Honduran protestors target Dunkin Donuts, Burger King

Demonstrators calling for the return of deposed President Manuel Zelaya clashed with police Wednesday for the second day in a row. Curfew declared.

Thousands of protesters calling for the return of deposed President Manuel Zelaya clashed with police Wednesday for the second day in a row, but Honduras' de facto government showed no willingness to allow Zelaya to return.

Youths with bandannas covering their faces threw rocks at police outside Honduras' congressional building. The police, protecting themselves with riot shields, periodically launched tear gas to disperse them.

It was unclear how many protesters took part in the demonstration. Police placed the number at 3,000; pro-Zelaya supporters said 10,000. There were no reports of deaths or injuries, but police said they'd arrested at least 43 people.

On Tuesday, Honduran authorities declared a curfew in the capital after the protesters, many of whom arrived by foot from outside Tegucigalpa in their largest organizing effort yet, broke windows, looted a Dunkin' Donuts franchise and set fire to a municipal bus.

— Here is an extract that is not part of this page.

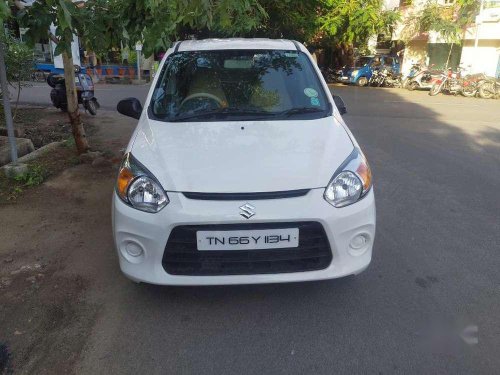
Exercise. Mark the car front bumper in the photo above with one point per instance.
(147, 234)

Most commerce seemed to carry on as usual Wednesday, though teachers and medical professionals who were striking in solidarity with Zelaya shut down public schools and hospitals.

Government officials said Wednesday that they'd impose a nighttime curfew for the second night in a row if the marchers turned violent again.

"They have a right to protest, but they cannot destroy private property," said Marcia Villeda, a vice president of Congress. "We'll just keep doing what we have to do. This government is just trying to hold on and resist until we have new elections."

The violence came as Honduras' de facto government seemed increasingly unlikely to accept any resolution to the crisis that returns Zelaya to office.

The military rousted Zelaya from bed June 28 and bundled him aboard a military plane that took him to Costa Rica after the country's Supreme Court called for his arrest, saying he'd violated the country's constitution by scheduling a referendum on whether Honduras should hold an assembly to rewrite the constitution.

Honduras' transition president, Roberto Micheletti, whom Congress named to replace Zelaya, has said repeatedly that the country will hold presidential elections Nov. 29 as previously scheduled under Zelaya.

The ousted president visited Brasilia, Brazil, on Wednesday in his latest stop to rally foreign leaders to push for his return.

Popeyes burned, Dunkin' ransacked

On Tuesday, the protesters burned a Popeyes chicken franchise and torched a public bus on Central America Avenue, near their main base, the teachers' university.

They also ransacked a Dunkin' Donuts next to Popeyes and broke windows at the nearby Banco Occidental.

One of the youths who entered the Dunkin' Donuts had a rock in one hand and grabbed a doughnut with the other, said the outlet manager, Javier Rodriguez.

The youths stole a computer, cash from the register and cash from a jar for a children's foundation, Rodriguez said.

"I don't understand what they're doing," he said Wednesday as co-workers continued to clean up broken glass from the day before. "What they're doing only affects people like me who work here."

At Diunsa, a department store next door, workers had yet to replace a glass door that was broken the day before.

"I feel like it's a campaign to destabilize the country," store manager Pedro Cubas said. "They think the private sector was behind the coup."

Zelaya's wife urges fight on

On Tuesday, the marchers heard exhortations to continue their fight from Zelaya's wife, Xiomara Castro, and other protest leaders.

Shortly afterward, a dozen demonstrators crossed the street and stormed into a Burger King full of people eating lunch.

"Get out! Get out, comrades!" the protesters shouted, and the place cleared out within minutes.

"You had better not film this," one of the protesters told a camera operator, who quickly took heed.

The ringleader appeared to be a young man who was wearing a Nike baseball cap and had covered his face with a red bandanna.

As he left, a woman who was trying to enter upbraided him.

"I come here every day for lunch," she shouted. "You guys are the ones destroying public order."

The protesters broke the Burger King's windows later in the afternoon.